Deni Daruri: daripada Tebar Kepanikan Lebih Baik Benahi Jiwasraya
Deni menyarankan agar masalah gagal bayar Jiwasraya tidak perlu digoreng-goreng. Karena hanya akan menimbulkan kepanikan.
Editor: Malvyandie Haryadi
TRIBUNNEWS.COM - Di tengah polemik jiwasraya, Presiden Direktur Centre for Banking Crisis (CBC)
Achmad Deni Daruri menyarankan agar masalah gagal bayar Jiwasraya tidak perlu digoreng-goreng. Karena hanya akan menimbulkan kepanikan.

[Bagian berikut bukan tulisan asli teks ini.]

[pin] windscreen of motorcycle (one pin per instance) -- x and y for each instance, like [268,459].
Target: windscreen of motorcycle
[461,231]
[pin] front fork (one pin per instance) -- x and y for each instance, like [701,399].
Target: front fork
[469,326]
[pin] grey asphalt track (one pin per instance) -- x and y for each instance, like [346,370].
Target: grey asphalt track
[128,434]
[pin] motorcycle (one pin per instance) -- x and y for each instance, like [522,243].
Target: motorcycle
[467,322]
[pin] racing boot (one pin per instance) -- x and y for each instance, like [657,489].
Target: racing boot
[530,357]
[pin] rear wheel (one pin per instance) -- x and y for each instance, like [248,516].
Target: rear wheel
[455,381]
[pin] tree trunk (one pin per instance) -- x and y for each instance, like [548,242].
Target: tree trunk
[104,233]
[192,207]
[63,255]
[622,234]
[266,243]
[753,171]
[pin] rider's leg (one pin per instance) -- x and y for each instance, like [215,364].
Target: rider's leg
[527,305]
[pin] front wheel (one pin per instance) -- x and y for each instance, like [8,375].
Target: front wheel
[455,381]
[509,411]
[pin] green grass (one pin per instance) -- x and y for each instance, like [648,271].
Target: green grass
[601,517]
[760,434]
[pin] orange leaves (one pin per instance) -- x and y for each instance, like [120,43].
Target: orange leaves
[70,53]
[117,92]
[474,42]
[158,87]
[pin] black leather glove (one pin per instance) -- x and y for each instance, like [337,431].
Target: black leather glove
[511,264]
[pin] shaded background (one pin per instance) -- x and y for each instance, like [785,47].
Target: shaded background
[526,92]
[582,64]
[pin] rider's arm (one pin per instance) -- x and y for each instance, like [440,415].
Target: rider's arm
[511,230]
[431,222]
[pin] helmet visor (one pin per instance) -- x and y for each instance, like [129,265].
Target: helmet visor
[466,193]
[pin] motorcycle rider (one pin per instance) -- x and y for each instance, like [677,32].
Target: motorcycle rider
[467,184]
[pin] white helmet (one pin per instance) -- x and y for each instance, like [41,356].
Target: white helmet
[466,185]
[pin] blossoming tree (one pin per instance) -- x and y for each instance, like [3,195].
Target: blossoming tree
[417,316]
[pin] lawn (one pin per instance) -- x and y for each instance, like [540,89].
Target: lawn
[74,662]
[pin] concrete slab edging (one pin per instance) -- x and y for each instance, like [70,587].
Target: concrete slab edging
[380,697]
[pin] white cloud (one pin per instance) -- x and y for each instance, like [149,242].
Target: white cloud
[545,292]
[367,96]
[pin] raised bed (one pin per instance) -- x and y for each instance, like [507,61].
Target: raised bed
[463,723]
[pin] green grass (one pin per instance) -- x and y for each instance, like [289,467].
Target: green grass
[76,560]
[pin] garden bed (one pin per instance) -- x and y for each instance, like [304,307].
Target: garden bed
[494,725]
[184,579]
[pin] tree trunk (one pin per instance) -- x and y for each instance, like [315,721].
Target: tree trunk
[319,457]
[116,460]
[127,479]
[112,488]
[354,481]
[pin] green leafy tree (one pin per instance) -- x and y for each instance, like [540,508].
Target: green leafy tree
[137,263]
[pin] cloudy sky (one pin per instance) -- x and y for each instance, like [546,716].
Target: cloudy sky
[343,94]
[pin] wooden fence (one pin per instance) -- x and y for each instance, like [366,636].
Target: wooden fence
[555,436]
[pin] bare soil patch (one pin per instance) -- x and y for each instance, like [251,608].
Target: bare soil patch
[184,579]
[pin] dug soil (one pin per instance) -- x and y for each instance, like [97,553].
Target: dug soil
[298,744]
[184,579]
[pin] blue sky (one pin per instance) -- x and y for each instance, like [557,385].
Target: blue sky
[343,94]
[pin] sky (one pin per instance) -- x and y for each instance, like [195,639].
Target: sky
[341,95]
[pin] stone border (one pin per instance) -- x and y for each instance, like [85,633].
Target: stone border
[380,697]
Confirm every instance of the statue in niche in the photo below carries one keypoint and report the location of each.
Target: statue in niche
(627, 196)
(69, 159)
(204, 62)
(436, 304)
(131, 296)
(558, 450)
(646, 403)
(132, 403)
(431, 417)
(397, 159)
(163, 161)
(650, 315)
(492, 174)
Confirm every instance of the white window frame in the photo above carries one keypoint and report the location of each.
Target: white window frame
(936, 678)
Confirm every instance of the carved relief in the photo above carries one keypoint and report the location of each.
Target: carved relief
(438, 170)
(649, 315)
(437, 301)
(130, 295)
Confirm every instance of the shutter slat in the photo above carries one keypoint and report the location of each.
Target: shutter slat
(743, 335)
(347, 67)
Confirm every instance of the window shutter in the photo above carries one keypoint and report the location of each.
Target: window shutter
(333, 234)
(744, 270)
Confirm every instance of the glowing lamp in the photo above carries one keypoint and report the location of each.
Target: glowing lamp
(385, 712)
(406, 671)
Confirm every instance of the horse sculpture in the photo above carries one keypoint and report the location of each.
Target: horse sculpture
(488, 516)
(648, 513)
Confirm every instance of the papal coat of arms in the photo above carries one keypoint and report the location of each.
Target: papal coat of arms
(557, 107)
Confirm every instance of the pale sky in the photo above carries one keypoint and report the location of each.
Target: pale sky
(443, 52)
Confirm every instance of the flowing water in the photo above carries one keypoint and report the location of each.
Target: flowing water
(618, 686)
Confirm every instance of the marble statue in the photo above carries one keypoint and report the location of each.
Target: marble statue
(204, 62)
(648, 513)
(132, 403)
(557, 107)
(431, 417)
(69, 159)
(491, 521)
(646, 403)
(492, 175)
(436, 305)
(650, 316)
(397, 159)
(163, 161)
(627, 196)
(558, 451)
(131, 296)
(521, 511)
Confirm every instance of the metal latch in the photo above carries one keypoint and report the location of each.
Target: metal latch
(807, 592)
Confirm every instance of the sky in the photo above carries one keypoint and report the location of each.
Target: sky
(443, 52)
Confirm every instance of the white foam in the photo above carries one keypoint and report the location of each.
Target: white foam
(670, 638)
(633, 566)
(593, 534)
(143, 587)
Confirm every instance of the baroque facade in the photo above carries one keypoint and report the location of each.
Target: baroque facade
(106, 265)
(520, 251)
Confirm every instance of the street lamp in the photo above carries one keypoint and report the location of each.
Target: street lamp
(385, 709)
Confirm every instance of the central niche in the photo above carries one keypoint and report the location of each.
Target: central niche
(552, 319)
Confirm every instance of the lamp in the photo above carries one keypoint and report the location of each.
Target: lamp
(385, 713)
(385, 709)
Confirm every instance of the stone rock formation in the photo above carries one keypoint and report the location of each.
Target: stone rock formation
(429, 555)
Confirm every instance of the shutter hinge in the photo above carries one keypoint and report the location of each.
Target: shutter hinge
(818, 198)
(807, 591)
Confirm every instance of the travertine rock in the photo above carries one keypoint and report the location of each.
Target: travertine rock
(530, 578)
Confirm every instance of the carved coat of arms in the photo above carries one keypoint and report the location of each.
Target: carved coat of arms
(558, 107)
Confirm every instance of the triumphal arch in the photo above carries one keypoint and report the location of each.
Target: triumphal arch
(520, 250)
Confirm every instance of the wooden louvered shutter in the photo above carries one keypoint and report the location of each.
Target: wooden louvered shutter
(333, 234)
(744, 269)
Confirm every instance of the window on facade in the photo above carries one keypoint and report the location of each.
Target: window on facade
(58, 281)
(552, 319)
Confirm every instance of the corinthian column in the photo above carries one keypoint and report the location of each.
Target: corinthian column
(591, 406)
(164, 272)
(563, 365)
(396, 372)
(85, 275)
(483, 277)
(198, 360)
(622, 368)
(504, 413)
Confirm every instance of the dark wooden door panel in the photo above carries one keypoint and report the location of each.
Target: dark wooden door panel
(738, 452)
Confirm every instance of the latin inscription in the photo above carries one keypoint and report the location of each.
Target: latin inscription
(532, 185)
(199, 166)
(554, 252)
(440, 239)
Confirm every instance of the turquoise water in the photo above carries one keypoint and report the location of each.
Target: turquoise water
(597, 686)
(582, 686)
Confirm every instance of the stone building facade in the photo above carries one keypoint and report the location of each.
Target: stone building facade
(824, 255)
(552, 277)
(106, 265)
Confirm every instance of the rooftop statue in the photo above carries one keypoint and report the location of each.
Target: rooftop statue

"Kepanikan semua pihak diakhir 2019 terlihat dalam pernyataan mereka yang pernah bersentuhan dengan Jiwasraya. Sehinga menjadi bola liar pernyataan yang makin tidak jelas dan tidak bertanggung jawab muncul di berbagai media," papar Deni di Jakarta, Minggu (29/12/2019).
Dia menyarankan agar seluruh pihak tidak saling menyalahkan. Tidak perlu menuding OJK lamban dalam menjalankan pengawasan, atau menuduh investasi Jiwasraya di PT Mahaka Media Tbk (ABBA) adalah salah satu pemicu gagal bayar.
"Justru sebaliknya, investasi Jiwasraya di ABBA menghasilkan cuan Rp2,8 miliar. karena menjual saham pada saat yang tepat," ungkapnya.
Sampai 2017, lanjut Deni, Jiwasraya tetap solven dan tidak melanggar ketentuan tentang investasi. Misalnya ketentuan saham maksimal 10% dari total investasi per emiten, serta reksadana maksimal 20% dari total investasi untuk setiap Manager Investasi
Agar tidak panik, Deni mengurai sejumlah catatan Jiwasraya. Pada 2006-2008, OJK sudah mengetahui defisit di Jiwasraya per 31 Desember 2006 sebesar Rp3.29 triliun. Pada ada akhir 2008, defisit naik menjadi Rp5,7 triliun. Hasil audit Badan Pemeriksa Keuangan (BPK) atas laporan keuangan Jiwasraya pada 2006 dan 2007 pendapat disclaimer.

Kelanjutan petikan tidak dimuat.